Further, that materiality of risk is to be assessed by a judgment as to whether, in the circumstances of the case, a reasonable person in the patient’s position would be likely to attach significance to the risk, or whether the doctor is or should be aware that the particular patient would be likely to attach significance to it; it cannot be reduced to a discussion of mere percentages (see paras 87 – 89).
Insofar as concerns may be raised against this approach, Lord Kerr and Lord Reed give them relatively short shrift. Their view was that if practice must change, so be it. Other jurisdictions have managed and “respect for the dignity of patients requires no less”.
The consequence of this analysis was the clear finding that Mrs Montgomery should have been advised of the risk of shoulder dystocia and of the potential consequences of that complication. Dr McLellan’s position that she did not warn Mrs Montgomery of these risks because most women in Mrs Montgomery’s situation would immediately have elected a delivery by caesarean section received fierce criticism from Lady Hale who said, “whatever Dr McLellan may have had in mind, this does not look like a purely medical judgement. It looks like a judgement that vaginal delivery is in some way morally preferable to a caesarean section: so much that it justifies depriving the pregnant woman of the information needed for her to make a free choice in the matter.”
On the one hand, this judgment finally confirms what has been happening by way of “mission creep” in the lower courts for some time. The struggle to pull issues of consent and risk assessment from the Diplockian view in Sidaway so as to more accurately reflect the reality of modern interaction between doctor and patient has finally been clearly articulated. The days of trying to achieve it in practice through adopting the gloss provided by Lord Woolf in the case of Pearce v United Bristol Healthcare NHS Trust6 may now be at an end.

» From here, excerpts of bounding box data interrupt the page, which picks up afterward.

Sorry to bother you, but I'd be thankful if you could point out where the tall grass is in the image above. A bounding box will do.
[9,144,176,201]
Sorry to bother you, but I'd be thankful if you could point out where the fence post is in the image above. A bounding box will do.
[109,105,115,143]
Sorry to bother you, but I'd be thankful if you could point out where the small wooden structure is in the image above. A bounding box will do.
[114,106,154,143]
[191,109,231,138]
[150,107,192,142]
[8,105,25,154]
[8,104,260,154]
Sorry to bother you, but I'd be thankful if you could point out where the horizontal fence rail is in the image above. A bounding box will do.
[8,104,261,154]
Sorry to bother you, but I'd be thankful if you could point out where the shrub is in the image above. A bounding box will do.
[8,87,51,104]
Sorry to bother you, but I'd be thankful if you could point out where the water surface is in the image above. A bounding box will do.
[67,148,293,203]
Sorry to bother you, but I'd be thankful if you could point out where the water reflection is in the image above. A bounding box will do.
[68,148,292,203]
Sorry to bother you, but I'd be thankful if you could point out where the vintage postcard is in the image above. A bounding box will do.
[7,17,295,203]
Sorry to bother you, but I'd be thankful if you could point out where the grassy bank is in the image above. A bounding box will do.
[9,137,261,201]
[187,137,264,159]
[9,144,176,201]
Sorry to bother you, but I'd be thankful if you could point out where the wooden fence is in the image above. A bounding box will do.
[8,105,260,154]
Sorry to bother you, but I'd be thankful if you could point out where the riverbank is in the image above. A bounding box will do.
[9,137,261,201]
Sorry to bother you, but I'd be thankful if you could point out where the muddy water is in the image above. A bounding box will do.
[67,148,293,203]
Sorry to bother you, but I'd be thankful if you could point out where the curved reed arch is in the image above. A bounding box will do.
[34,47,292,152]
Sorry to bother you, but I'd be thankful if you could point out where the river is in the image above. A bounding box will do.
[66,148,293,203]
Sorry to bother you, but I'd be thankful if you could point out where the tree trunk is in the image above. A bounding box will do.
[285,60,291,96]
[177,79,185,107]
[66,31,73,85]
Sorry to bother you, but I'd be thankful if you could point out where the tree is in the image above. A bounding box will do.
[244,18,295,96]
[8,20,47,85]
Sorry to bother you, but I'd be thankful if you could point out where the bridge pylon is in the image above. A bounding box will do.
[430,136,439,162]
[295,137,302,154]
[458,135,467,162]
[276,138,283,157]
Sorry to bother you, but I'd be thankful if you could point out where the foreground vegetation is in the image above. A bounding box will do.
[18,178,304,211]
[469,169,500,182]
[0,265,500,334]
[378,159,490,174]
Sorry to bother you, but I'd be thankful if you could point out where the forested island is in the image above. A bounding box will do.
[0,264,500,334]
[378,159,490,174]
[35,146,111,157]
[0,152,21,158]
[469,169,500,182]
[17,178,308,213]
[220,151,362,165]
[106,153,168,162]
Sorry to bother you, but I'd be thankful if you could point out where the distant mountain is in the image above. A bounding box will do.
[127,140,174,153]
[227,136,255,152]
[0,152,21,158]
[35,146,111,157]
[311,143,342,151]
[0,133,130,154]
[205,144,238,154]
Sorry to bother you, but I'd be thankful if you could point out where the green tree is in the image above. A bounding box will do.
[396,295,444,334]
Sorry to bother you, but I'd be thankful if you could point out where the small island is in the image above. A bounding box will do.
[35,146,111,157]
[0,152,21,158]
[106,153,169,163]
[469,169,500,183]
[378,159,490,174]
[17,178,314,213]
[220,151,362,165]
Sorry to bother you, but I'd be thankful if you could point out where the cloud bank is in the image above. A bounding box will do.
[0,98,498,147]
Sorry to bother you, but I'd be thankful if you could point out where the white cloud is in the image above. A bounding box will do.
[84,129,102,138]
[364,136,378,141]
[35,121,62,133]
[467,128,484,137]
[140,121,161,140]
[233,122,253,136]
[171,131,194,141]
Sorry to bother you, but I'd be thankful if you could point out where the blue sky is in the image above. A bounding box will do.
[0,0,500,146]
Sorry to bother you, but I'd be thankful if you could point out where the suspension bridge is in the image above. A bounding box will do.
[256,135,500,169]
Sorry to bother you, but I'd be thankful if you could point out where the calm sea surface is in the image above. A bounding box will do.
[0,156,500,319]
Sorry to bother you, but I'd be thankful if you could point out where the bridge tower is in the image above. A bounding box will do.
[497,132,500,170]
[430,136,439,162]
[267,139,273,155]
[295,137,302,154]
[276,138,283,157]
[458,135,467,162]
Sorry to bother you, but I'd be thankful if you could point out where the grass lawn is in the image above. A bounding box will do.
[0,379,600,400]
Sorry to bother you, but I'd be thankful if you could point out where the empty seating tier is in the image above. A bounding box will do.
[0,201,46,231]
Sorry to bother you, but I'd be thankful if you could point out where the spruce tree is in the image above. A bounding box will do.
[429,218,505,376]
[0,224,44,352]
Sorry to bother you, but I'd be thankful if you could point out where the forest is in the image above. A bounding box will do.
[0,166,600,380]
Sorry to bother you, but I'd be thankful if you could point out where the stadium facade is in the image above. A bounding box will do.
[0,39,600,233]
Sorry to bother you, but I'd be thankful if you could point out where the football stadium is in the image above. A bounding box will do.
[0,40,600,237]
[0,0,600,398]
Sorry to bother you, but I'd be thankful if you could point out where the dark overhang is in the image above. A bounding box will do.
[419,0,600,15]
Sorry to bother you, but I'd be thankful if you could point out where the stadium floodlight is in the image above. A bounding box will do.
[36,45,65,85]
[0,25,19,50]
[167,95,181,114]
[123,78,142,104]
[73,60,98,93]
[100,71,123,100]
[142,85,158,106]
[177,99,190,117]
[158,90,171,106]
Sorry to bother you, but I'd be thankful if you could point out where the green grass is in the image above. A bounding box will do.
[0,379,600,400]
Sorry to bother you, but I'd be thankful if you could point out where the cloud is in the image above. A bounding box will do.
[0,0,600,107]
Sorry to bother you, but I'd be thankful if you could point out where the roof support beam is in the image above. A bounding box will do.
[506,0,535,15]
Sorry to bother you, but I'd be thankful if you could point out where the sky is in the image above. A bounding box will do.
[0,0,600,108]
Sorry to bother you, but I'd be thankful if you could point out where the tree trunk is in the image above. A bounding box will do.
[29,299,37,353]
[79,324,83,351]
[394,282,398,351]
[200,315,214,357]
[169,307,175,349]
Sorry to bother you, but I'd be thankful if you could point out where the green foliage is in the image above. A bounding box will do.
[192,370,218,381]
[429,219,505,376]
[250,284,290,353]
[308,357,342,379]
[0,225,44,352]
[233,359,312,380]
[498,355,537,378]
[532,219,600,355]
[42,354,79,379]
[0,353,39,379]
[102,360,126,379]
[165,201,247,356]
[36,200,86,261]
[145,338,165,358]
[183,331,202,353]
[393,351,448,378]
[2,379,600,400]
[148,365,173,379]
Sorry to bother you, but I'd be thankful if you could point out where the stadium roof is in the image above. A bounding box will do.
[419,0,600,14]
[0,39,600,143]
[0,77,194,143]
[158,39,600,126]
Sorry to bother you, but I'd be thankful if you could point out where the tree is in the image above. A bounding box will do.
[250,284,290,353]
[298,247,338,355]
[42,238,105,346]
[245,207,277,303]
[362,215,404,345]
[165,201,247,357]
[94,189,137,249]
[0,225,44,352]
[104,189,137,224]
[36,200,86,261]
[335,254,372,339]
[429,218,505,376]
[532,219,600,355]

This decision of the Supreme Court brings much-needed and welcome clarity to the issue of consent and clearly places the onus on the doctor to perform an enabling role with a patient – inform them of risks and outcomes, support the decision making process and allow a patient to make a meaningful consent to any procedure.
One would expect digestion of this judgment to lead to significant changes being made in the consent process given the need to place the patient at the centre of the decision making process, with discussion of risks tailored in each case to the needs and concerns of the particular patient. It will perhaps be most likely to affect obstetric cases when the development of a baby can lead to changes in birthing plans or ideas throughout pregnancy and into labour. Consent will need to be a dynamic and on-going process.
On an immediate level one wonders how the over- stretched NHS will cope if the practice of holding a pre-operative clinic where patients are prepped, given a leaflet or two, consented and written-up for prescriptions in a nurse-led clinic a week before a straight forward day surgery must now be abandoned in favour of a more tailor made consent process. At the very least medical practitioners can no longer rely on their own assessment of “needs to know” basis consent.
1 UKSC 11
2 According to an expert witness who gave evidence in the proceedings.
3 A procedure which carries its own potential risks and complications.